Battle heats up for unclaimed life insurance

Jurisdictions far and wide are hiring auditors to find money thought long since lost and it has insurers fighting mad.

In the past few years life insurance companies in the U.S. have returned $4.4 billion in unclaimed policies to the beneficiaries or to the individual states to hold on to the unclaimed property funds.
 
That’s great news for the beneficiaries but despite the settlements reached with various states there’s still a great deal of work to be done with an estimated $1 billion outstanding across the U.S.
 
In North Carolina, the state has introduced legislation – Senate Bill 665 – that would require insurance companies to begin regular death checks of policyholders for policies written after July 1, 2015.
 
The catch?
 
“The companies would not have to go through the tens of thousands of policies sold decades ago, which would mean they would only pay benefits on those policies if a beneficiary contacted them, or when the policy holder would have reached 100,” states the Charlotte Observer. “Only companies that used a Social Security death master file to shut down payments from annuity policies to people who had died would be subjected to audits of all of their policies.”
 
Evidently insurance companies in the U.S. are allowed to hang on to unclaimed insurance policies until the policyholder reaches 100 as long as they haven’t been notified of the policyholder’s death.
 
In one North Carolina example a 43-year-old woman received $1,800 in an insurance settlement from a small policy her mother had taken out without her knowledge.
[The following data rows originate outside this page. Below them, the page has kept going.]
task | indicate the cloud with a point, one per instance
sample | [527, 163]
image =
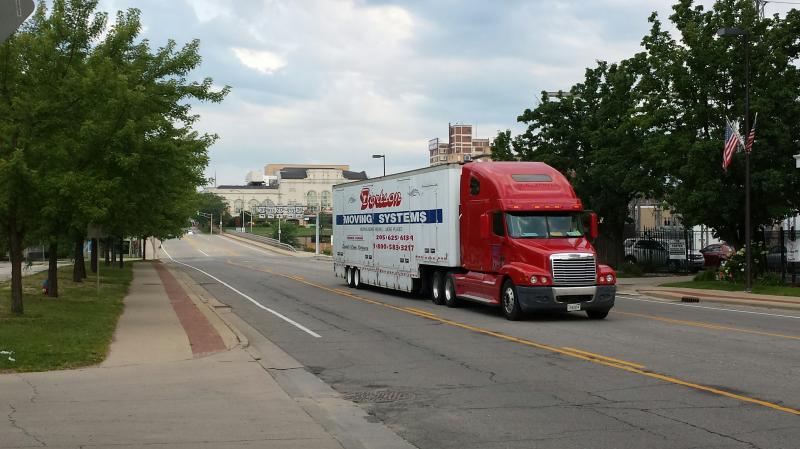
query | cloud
[335, 81]
[260, 60]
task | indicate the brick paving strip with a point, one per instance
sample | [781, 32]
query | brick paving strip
[203, 338]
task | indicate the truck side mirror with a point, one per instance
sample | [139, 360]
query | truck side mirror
[484, 226]
[593, 232]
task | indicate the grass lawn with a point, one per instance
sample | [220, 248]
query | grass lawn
[70, 331]
[737, 287]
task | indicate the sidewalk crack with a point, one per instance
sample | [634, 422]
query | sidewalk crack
[695, 426]
[16, 425]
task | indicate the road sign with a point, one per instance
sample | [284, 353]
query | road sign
[12, 14]
[290, 211]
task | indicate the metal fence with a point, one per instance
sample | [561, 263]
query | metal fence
[680, 251]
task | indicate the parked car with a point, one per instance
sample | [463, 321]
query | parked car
[696, 260]
[716, 253]
[646, 251]
[775, 258]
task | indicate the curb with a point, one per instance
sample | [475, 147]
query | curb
[210, 306]
[676, 296]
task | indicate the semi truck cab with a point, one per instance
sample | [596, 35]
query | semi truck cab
[525, 242]
[509, 234]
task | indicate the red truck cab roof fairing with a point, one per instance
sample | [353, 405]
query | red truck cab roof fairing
[522, 186]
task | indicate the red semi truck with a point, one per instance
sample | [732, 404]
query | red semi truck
[511, 234]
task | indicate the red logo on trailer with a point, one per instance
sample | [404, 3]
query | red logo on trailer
[379, 200]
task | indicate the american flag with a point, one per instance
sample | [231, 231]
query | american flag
[752, 136]
[731, 142]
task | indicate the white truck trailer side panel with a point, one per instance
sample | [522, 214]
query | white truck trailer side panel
[387, 227]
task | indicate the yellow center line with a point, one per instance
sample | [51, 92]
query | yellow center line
[570, 352]
[708, 325]
[419, 311]
[603, 357]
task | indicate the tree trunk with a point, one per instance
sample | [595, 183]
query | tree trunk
[52, 270]
[15, 249]
[107, 251]
[79, 269]
[95, 255]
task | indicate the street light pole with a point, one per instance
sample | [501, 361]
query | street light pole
[736, 32]
[381, 156]
[748, 250]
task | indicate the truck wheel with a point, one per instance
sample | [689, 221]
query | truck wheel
[450, 298]
[597, 314]
[348, 276]
[509, 302]
[437, 288]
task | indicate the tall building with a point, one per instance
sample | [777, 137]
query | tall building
[459, 142]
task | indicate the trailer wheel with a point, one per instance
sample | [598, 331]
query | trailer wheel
[450, 298]
[509, 302]
[348, 276]
[437, 288]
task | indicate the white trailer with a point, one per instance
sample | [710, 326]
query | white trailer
[388, 230]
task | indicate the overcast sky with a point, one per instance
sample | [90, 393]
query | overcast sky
[329, 81]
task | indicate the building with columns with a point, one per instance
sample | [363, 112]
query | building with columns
[287, 184]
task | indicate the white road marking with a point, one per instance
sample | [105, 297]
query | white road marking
[259, 305]
[709, 308]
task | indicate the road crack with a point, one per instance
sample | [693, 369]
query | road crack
[695, 426]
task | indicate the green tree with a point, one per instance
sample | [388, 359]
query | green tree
[211, 203]
[692, 82]
[591, 136]
[504, 147]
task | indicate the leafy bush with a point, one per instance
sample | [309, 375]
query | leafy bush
[733, 269]
[771, 279]
[709, 274]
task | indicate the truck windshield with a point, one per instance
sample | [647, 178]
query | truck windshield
[531, 225]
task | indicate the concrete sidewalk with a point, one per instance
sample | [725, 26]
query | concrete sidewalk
[178, 375]
[650, 286]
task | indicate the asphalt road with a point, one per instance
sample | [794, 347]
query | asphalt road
[654, 374]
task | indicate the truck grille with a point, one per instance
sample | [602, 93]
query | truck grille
[573, 269]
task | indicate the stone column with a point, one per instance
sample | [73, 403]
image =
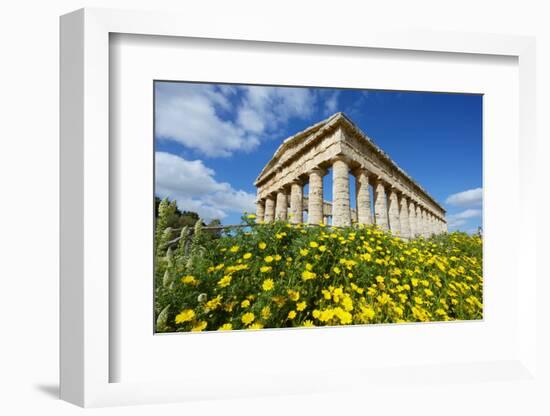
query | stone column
[404, 217]
[393, 212]
[380, 206]
[269, 209]
[412, 219]
[281, 209]
[315, 197]
[260, 211]
[341, 215]
[362, 201]
[429, 219]
[419, 221]
[426, 223]
[296, 202]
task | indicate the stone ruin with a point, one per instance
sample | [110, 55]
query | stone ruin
[400, 205]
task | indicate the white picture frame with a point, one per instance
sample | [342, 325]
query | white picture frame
[85, 220]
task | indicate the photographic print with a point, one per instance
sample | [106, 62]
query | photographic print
[280, 207]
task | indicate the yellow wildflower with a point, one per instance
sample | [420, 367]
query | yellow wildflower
[267, 285]
[248, 318]
[185, 316]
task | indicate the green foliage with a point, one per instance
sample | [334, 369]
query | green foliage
[279, 275]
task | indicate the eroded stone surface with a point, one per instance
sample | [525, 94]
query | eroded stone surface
[400, 203]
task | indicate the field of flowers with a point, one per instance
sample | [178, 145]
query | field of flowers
[281, 275]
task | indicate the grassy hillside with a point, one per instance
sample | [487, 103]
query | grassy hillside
[281, 275]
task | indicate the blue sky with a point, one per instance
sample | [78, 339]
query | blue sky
[212, 140]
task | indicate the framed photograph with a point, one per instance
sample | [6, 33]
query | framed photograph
[286, 213]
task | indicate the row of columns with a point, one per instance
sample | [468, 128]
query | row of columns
[393, 210]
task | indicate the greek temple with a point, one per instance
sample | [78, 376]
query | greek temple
[399, 205]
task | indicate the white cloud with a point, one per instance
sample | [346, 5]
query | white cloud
[461, 218]
[194, 187]
[331, 103]
[470, 198]
[217, 121]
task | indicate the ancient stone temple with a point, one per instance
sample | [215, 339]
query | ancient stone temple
[399, 203]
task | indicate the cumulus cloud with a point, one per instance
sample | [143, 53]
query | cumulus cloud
[331, 103]
[460, 218]
[194, 187]
[466, 199]
[217, 121]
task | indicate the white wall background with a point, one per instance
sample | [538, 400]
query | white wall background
[29, 179]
If the state hadn’t battled the insurance company in this instance the daughter would have had to wait 28 years (mother’s 100th birthday) to get those funds.
 
That’s good news for the woman in this example but many times beneficiaries aren’t finding this out and as a result, aren’t able to benefit immediately from a policyholder’s best intentions.
 
While 20 or so insurance companies across the U.S. are working with the states to identify dead policyholders so they can do the right thing and pay out to the beneficiaries, many companies are fighting this tooth and nail because the money at stake is significant.
 
So, a battle is brewing where the victor is far from certain.